J.W. Hood
Around Winter of 1865 Past Most Worshipful Paul Drayton who was associated with the National Compact Grand Lodge in New York, met with James Walker Hood, at the time an ordained deacon in the AME Zion church who was preaching at Andrew’s Chapel in New Bern, NC. At the same time Paul Drayton was dedicating and constituting lodges throughout the southern portion of U.S.A; such as ‘Union Lodge’ in the city of Charleston, S.C.
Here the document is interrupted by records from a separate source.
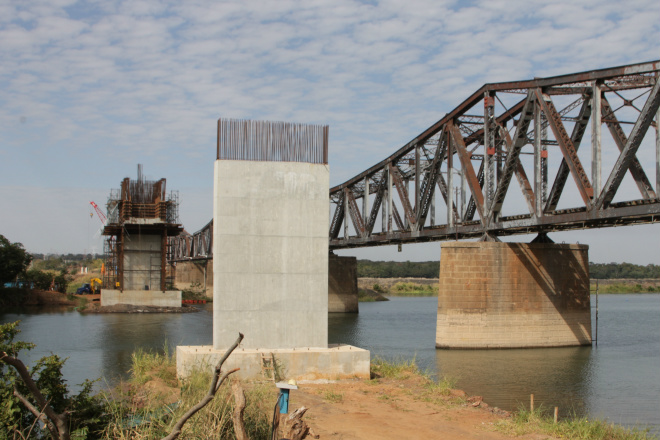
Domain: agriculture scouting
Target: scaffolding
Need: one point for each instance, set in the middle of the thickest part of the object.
(141, 217)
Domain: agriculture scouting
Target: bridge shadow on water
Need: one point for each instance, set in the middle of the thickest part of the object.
(404, 328)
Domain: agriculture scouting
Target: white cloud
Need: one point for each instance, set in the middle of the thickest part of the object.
(106, 85)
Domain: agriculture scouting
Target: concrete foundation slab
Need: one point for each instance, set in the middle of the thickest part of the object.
(156, 298)
(333, 363)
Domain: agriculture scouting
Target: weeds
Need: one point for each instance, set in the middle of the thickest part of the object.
(143, 412)
(333, 397)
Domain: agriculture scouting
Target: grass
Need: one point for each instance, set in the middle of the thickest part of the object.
(145, 365)
(364, 296)
(397, 369)
(579, 428)
(624, 288)
(333, 397)
(413, 289)
(140, 412)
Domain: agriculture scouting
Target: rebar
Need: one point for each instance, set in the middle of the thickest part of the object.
(272, 141)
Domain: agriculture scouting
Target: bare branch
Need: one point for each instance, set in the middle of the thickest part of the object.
(239, 409)
(60, 420)
(38, 414)
(216, 382)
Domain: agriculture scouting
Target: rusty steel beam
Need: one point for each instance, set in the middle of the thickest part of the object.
(633, 69)
(513, 153)
(620, 139)
(630, 149)
(468, 169)
(576, 138)
(403, 194)
(497, 137)
(353, 210)
(567, 148)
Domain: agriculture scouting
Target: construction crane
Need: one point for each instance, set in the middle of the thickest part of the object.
(99, 212)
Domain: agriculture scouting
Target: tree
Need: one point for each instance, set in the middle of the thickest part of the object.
(14, 259)
(39, 397)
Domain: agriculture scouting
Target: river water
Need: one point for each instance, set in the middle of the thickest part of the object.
(617, 379)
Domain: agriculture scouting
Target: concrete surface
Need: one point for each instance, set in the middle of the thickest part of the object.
(270, 249)
(513, 295)
(142, 262)
(156, 298)
(333, 363)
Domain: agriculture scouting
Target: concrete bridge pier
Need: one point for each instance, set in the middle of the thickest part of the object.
(513, 295)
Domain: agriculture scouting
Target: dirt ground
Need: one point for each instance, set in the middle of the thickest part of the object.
(396, 409)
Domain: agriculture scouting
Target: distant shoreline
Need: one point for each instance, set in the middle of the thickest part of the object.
(428, 286)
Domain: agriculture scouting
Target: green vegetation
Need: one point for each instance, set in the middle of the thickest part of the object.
(397, 269)
(623, 270)
(147, 412)
(145, 407)
(367, 295)
(624, 288)
(580, 428)
(431, 269)
(333, 397)
(14, 260)
(85, 413)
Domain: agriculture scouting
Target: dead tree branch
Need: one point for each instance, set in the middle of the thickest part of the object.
(216, 382)
(58, 426)
(239, 410)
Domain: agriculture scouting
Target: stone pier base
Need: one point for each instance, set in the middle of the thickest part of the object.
(342, 285)
(332, 363)
(513, 295)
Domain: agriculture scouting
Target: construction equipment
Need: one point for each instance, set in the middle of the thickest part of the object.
(94, 286)
(99, 212)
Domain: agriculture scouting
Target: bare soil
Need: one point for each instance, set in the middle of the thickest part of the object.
(396, 409)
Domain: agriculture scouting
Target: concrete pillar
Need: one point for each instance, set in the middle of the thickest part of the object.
(513, 295)
(270, 254)
(342, 285)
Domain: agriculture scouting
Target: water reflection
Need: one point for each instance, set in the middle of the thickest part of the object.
(619, 379)
(556, 376)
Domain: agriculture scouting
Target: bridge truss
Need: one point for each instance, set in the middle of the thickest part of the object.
(464, 168)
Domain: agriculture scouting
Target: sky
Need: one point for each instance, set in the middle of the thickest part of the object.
(90, 89)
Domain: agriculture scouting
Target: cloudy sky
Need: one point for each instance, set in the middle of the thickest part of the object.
(90, 89)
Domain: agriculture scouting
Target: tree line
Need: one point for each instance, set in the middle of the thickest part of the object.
(431, 269)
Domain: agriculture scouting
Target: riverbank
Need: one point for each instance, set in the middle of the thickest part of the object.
(398, 402)
(429, 286)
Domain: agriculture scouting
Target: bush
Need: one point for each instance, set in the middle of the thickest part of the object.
(86, 413)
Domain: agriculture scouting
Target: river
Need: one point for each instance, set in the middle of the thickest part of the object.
(617, 379)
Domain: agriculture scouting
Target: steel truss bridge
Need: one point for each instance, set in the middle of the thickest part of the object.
(464, 169)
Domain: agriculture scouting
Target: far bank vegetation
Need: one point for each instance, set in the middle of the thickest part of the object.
(396, 278)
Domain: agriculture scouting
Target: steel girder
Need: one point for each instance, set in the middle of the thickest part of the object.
(191, 247)
(475, 151)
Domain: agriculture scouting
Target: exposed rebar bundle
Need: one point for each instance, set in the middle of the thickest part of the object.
(272, 141)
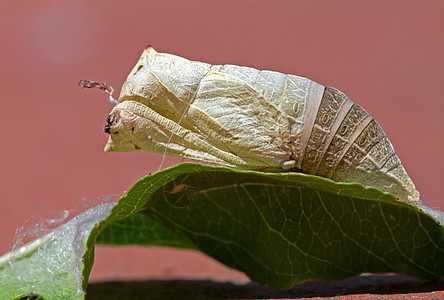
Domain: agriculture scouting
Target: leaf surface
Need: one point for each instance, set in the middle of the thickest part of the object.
(280, 229)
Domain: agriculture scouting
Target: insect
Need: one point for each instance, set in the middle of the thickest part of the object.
(254, 120)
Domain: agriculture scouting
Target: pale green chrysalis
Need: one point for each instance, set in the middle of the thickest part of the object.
(254, 120)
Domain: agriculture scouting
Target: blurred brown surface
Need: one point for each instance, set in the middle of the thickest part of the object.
(387, 56)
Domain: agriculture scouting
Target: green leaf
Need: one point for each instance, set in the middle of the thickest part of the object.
(280, 229)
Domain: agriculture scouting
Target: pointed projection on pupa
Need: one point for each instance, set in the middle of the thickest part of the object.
(254, 120)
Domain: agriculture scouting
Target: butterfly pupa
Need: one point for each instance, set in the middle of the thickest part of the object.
(252, 120)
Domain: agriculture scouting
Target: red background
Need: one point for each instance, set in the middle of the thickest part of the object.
(387, 56)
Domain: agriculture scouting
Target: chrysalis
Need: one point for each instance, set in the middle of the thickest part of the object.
(250, 119)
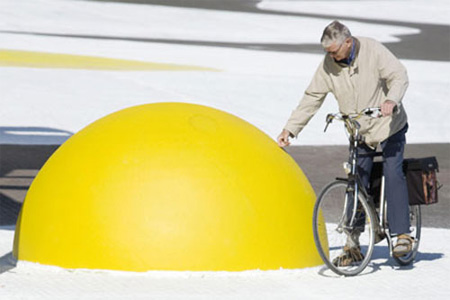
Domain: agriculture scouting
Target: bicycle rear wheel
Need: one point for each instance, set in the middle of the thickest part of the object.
(415, 218)
(331, 228)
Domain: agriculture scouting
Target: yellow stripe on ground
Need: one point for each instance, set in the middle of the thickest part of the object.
(31, 59)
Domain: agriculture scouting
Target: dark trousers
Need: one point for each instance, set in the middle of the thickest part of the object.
(395, 182)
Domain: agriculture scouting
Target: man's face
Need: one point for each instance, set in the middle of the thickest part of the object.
(340, 51)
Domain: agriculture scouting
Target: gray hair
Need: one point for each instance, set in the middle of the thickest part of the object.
(335, 32)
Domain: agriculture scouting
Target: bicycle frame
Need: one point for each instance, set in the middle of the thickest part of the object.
(354, 183)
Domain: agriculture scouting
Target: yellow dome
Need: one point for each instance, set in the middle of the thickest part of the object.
(169, 186)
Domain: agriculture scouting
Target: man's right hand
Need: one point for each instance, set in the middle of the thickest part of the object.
(283, 138)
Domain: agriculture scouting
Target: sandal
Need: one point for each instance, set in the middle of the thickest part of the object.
(348, 257)
(403, 246)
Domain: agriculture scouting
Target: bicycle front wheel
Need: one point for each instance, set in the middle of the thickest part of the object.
(333, 232)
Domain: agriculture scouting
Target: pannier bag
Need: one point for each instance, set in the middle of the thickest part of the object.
(421, 179)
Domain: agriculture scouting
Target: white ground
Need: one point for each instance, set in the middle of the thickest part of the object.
(47, 105)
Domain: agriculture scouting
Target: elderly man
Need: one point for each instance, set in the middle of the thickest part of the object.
(362, 73)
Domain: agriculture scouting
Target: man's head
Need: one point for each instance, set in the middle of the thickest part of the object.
(337, 40)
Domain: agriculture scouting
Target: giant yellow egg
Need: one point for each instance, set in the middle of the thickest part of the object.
(169, 186)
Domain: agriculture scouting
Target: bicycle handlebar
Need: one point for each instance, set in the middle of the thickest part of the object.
(374, 112)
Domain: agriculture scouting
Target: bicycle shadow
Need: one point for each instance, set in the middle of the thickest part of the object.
(382, 252)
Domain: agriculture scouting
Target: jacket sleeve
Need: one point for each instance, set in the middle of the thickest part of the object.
(310, 103)
(393, 73)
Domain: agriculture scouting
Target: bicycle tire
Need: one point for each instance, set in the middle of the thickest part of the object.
(328, 210)
(416, 227)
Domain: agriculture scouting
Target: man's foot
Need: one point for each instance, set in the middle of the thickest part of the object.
(348, 257)
(403, 246)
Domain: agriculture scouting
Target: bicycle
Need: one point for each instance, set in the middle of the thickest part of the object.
(337, 216)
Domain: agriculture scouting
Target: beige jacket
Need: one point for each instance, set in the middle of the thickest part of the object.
(375, 75)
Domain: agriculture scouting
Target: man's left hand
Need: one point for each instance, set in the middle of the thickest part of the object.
(387, 108)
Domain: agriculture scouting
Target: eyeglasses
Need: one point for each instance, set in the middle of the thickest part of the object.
(336, 51)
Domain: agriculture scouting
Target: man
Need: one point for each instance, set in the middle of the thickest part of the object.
(361, 73)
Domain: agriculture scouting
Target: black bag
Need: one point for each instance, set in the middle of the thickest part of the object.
(420, 178)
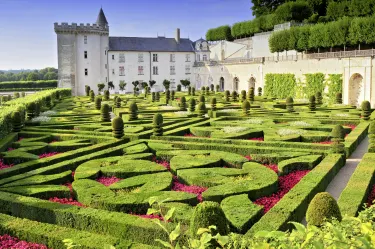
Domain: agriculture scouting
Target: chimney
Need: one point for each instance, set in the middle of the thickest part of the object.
(178, 36)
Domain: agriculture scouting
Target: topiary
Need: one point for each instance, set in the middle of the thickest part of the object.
(92, 96)
(192, 104)
(133, 111)
(207, 214)
(183, 103)
(158, 125)
(338, 98)
(105, 113)
(117, 127)
(366, 110)
(323, 207)
(98, 103)
(106, 95)
(213, 104)
(319, 98)
(246, 108)
(16, 121)
(312, 105)
(289, 104)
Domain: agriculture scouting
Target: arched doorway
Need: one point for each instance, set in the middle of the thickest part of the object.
(221, 84)
(235, 84)
(251, 83)
(355, 88)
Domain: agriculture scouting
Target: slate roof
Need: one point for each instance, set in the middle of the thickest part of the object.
(159, 44)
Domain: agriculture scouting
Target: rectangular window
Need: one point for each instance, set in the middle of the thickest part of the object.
(173, 70)
(140, 70)
(121, 58)
(140, 57)
(155, 57)
(187, 69)
(155, 70)
(121, 70)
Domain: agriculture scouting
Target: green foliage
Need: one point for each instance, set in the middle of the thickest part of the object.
(280, 85)
(322, 207)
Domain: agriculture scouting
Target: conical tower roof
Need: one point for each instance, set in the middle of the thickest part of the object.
(101, 20)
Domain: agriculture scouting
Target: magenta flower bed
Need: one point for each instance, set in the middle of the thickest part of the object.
(69, 201)
(286, 183)
(106, 181)
(7, 242)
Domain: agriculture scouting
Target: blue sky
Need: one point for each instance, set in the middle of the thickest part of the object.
(27, 39)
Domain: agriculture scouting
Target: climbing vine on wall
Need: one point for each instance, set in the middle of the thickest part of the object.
(314, 83)
(280, 85)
Hood at this time associated with the Prince Hall Lodge of New York, became the principal spokesperson for the founding of the King Solomon Lodge in New Bern, N.C. There Hood served as the first Worshipful Master of King Solomon Lodge and the first Grand Master of the State of North Carolina (1870-1883). Superintending the southern jurisdiction of the Prince Hall Masonic Grand Lodge of New York and acted as a moving force behind the creation of the region's black Masonic lodges—often creating lodges and churches simultaneously in the same areas.
He later became the seventeenth Bishop in the AME Zion church. Hood also founded Livingstone College in North Carolina and was instrumental in founding many black churches throughout the south. During the late nineteenth century, James Walker Hood was bishop of the North Carolina Conference of the African Methodist Episcopal Zion Church. He founded North Carolina's denominational newspaper and college, author of five books including two histories of the AMEZ Church, appointed assistant superintendent of public instruction and magistrate in his adopted state. At his death in 1918, the Masonic Quarterly Review hailed Hood as “one of the strong pillars of our foundation.”